How Olympic football affects the World Cup

Olympic football may not be the main event of the Olympic Games but those teams taking part have an excellent opportunity to try things out as they prepare for the next World Cup.

This has rarely been clearer than at Old Trafford on Sunday, when 2014 hosts Brazil were confronted with a problem they will surely meet time and time again in two years` time. Opponents Belarus put 10 men behind the ball and looked to frustrate them, forcing them to pass sideways, hoping that Brazilian frustration would lead to error and then launching the counter-attack.

What made this match especially interesting was that Belarus took the lead, scoring a beautifully worked goal on almost the first occasion they crossed the halfway line. The true test of a team is always when they go a goal down. How would Brazil respond?
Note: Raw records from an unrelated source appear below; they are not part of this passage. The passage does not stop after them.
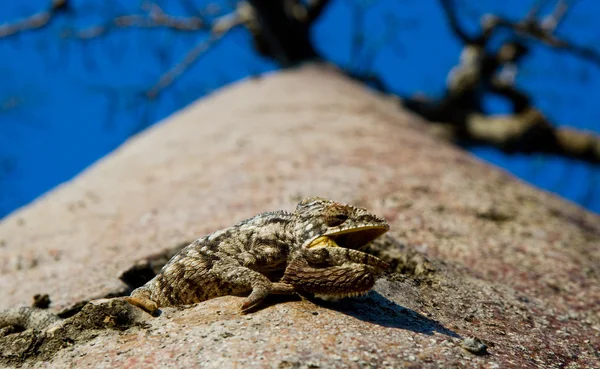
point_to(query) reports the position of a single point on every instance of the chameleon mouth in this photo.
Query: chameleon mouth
(351, 238)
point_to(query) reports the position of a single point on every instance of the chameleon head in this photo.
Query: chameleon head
(326, 223)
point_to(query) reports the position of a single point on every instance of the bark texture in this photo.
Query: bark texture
(477, 253)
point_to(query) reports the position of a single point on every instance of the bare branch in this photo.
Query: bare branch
(35, 21)
(156, 18)
(531, 132)
(221, 27)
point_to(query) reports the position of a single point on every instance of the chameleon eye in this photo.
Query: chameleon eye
(335, 215)
(333, 220)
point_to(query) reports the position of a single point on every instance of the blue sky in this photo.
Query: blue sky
(66, 102)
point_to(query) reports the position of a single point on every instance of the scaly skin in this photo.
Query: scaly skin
(313, 249)
(248, 257)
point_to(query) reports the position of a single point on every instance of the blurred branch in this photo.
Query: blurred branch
(35, 21)
(530, 132)
(155, 18)
(459, 115)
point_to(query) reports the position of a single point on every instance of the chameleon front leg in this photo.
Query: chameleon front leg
(241, 279)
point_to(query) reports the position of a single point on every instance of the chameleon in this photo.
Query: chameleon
(313, 249)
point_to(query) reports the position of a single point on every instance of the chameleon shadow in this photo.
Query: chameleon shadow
(375, 308)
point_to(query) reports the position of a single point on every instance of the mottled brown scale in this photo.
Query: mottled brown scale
(250, 257)
(337, 281)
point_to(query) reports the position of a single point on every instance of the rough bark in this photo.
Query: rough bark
(476, 252)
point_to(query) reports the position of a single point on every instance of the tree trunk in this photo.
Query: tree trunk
(476, 252)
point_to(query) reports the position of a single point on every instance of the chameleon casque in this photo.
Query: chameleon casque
(314, 249)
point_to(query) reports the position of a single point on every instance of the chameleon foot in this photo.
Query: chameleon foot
(143, 303)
In the event they were level just six minutes later - but it took them another forty to get in front. And the three points were not safe until the third goal was scored in stoppage time. A crowd of 66,000 turned up, many of them Brazilians well aware of the importance of Olympic football.
Like many Brazilian national team crowds, after the initial euphoria wore off they went very quiet when things were not going well on the field. That was interspersed with moments of impatience, such as calling for substitutions. This was a fascinating test for the full ninety minutes.

Arguably Brazil made their task harder for themselves by replacing centre forward Leandro Damiao with Alexandre Pato. Damiao had scored one and made one in Thursday`s 3-2 win over Egypt, but coach Mano Menezes thought Pato`s characteristics were more suited to this game. Throughout his reign, the 4-2-3-1 system has worked better with an out-and-out centre forward and this was surely all the truer against Belarus.